3. Universal Interoperability
SOP is designed to be the universal storage layer for your entire stack, regardless of language or platform.
- Multi-Language Support:
- Native Go: The core library is written in Go for maximum performance and concurrency.
- Python Wrapper: Full access to SOP features for Data Science and AI workflows (
sop4py).
- C/C++ Integration: Can be linked as a shared library.
- Cross-Platform & Architecture:
- Write Once, Run Anywhere: Pre-compiled binaries and libraries are available for Linux, Windows, macOS, and Android.
- Hardware Agnostic: Runs efficiently on everything from ARM-based Raspberry Pis and mobile devices to x86_64 cloud servers.

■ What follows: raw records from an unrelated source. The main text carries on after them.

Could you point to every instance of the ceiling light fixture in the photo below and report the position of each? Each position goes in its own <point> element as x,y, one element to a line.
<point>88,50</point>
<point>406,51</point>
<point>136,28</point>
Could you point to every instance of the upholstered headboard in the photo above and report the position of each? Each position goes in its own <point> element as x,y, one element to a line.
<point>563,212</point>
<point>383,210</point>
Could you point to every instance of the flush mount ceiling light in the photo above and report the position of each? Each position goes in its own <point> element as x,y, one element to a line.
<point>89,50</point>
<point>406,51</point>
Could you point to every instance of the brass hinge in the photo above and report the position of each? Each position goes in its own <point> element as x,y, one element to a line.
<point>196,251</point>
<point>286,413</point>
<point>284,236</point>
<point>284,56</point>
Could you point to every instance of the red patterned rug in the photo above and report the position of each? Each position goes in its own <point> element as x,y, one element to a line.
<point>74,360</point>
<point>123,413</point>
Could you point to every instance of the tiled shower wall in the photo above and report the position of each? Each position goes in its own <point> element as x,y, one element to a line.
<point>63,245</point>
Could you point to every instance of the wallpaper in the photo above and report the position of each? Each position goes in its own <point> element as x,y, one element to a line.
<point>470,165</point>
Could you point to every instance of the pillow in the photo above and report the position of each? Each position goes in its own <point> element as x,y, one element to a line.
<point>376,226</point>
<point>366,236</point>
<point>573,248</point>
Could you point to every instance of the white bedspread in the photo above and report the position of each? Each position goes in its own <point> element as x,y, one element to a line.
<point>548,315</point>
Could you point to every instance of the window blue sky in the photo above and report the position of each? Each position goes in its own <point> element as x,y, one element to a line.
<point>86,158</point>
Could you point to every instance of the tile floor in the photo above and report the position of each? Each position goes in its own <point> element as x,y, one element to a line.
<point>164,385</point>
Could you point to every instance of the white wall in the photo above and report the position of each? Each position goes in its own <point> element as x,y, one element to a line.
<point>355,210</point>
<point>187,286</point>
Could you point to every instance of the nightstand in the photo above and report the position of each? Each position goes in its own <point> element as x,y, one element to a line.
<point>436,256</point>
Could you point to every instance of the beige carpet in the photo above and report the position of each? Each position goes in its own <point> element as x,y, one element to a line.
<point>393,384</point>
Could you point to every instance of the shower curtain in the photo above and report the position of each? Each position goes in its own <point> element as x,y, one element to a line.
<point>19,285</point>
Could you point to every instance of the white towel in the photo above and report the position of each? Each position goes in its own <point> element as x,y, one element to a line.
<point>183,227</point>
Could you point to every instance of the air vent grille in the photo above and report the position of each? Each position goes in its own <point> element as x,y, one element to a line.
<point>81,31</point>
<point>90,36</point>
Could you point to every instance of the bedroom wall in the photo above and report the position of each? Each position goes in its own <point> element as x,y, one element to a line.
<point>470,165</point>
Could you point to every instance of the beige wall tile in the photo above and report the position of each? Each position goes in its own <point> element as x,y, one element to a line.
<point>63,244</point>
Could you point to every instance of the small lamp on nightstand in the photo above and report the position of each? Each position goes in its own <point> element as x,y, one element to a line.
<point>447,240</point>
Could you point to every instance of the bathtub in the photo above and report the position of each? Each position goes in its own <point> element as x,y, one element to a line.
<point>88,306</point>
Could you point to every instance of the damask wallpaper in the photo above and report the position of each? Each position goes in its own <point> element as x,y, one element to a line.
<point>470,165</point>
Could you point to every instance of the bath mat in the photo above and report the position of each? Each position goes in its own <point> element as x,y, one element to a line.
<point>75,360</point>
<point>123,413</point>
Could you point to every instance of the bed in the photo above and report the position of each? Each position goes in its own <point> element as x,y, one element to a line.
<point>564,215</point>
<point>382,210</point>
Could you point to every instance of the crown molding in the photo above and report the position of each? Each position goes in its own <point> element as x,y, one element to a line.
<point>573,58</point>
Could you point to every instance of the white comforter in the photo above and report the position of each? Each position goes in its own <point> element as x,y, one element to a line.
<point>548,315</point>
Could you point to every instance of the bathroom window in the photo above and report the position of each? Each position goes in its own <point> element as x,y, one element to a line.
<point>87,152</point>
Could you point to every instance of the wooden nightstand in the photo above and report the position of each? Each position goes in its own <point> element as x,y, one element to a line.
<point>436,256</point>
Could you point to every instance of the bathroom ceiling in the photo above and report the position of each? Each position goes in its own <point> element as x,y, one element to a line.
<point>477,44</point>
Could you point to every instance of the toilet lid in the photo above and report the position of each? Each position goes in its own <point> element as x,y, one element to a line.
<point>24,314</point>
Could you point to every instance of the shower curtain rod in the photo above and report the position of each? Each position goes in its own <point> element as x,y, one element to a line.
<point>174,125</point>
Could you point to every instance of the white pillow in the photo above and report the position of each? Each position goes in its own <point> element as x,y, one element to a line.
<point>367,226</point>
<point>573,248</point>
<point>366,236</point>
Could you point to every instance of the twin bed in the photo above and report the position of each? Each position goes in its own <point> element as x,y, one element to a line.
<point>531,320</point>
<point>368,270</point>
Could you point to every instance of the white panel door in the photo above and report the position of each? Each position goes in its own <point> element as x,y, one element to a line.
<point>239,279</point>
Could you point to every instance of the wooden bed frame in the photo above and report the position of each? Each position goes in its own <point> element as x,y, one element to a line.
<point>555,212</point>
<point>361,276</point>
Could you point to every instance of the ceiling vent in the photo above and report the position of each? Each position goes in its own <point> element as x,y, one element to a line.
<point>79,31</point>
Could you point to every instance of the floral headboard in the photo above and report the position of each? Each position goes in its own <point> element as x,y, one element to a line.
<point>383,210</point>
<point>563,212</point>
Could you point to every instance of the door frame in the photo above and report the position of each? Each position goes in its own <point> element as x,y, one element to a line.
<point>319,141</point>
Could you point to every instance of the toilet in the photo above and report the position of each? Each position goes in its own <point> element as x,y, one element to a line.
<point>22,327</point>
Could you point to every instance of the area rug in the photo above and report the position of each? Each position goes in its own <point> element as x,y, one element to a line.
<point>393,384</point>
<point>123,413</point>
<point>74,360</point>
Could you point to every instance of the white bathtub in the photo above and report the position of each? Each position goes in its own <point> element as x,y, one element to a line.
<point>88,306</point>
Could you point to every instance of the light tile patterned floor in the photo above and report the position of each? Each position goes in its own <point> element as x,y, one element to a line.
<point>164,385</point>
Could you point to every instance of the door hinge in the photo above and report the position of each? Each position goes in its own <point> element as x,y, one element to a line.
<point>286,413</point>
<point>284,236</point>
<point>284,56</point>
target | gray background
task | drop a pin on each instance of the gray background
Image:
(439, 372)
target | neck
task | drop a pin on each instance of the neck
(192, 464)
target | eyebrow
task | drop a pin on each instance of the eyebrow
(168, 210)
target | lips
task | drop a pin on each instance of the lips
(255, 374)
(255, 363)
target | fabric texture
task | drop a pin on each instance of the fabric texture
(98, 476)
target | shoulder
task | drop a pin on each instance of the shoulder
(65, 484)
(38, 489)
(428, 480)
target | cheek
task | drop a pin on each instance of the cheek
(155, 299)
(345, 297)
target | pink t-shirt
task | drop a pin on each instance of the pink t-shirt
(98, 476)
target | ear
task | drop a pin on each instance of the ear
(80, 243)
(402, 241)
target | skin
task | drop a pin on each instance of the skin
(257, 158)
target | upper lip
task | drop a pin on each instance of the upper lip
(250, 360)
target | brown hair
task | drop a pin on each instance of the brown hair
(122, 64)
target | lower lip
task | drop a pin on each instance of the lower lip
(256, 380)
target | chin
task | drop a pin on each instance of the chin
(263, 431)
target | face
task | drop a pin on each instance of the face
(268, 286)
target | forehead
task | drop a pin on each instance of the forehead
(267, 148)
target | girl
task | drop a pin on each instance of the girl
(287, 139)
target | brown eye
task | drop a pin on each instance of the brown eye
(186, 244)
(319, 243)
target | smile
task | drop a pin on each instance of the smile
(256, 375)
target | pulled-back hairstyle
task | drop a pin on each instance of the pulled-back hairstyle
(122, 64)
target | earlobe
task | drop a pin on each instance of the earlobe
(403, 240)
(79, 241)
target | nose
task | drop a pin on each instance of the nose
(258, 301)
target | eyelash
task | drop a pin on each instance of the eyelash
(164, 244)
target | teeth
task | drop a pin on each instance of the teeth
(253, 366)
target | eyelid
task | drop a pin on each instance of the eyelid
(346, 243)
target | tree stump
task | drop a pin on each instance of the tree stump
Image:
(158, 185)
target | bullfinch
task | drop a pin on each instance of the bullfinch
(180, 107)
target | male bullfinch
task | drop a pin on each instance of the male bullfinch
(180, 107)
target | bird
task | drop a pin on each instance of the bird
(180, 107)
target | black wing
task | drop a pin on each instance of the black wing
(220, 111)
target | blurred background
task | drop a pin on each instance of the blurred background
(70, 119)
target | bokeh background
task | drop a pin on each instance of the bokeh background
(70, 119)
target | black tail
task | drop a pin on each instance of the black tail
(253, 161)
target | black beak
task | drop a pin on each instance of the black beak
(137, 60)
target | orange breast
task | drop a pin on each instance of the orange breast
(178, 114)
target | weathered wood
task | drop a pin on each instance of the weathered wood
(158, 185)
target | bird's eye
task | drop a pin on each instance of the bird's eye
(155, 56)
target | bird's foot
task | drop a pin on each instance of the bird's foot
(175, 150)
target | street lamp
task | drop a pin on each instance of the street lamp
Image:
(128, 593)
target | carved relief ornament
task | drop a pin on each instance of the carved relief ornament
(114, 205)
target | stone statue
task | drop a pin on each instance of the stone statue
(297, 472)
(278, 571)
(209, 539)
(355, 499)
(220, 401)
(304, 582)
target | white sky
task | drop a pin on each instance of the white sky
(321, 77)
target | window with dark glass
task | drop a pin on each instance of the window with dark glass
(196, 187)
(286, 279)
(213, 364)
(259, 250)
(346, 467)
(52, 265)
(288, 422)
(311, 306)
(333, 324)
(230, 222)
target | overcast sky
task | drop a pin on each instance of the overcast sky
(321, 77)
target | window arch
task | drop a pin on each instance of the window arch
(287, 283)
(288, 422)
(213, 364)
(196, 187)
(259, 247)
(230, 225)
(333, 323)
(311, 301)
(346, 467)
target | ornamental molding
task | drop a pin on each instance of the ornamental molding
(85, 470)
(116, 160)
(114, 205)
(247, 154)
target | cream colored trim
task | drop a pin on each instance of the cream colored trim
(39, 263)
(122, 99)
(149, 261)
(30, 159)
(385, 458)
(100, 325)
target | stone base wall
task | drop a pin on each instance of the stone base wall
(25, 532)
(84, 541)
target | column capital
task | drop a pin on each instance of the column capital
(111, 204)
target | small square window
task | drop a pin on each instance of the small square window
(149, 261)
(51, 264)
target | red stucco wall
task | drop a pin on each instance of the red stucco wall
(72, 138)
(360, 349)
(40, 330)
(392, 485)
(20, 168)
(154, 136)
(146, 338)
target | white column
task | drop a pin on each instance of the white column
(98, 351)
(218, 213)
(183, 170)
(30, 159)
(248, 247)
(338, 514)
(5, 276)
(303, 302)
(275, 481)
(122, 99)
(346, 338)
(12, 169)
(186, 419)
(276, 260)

- Mixed-Platform Clusters: You can build a single logical enterprise cluster using a mix of Linux servers, Windows workstations, and macOS nodes. SOP abstracts away the OS-level differences in DirectIO, File Sector I/O, and Locking. A lock acquired by a Linux node is respected by a Windows node (via Redis), and data written by one is readable by the other.
- Microservices & REST:
- The Universal API: For languages without native bindings (Java, C#, Node.js), SOP can be deployed as a lightweight RESTful Microservice.
- Polyglot Architecture: A Python AI agent, a Node.js web server, and a C# desktop app can all read/write to the same SOP cluster simultaneously with full transactional integrity.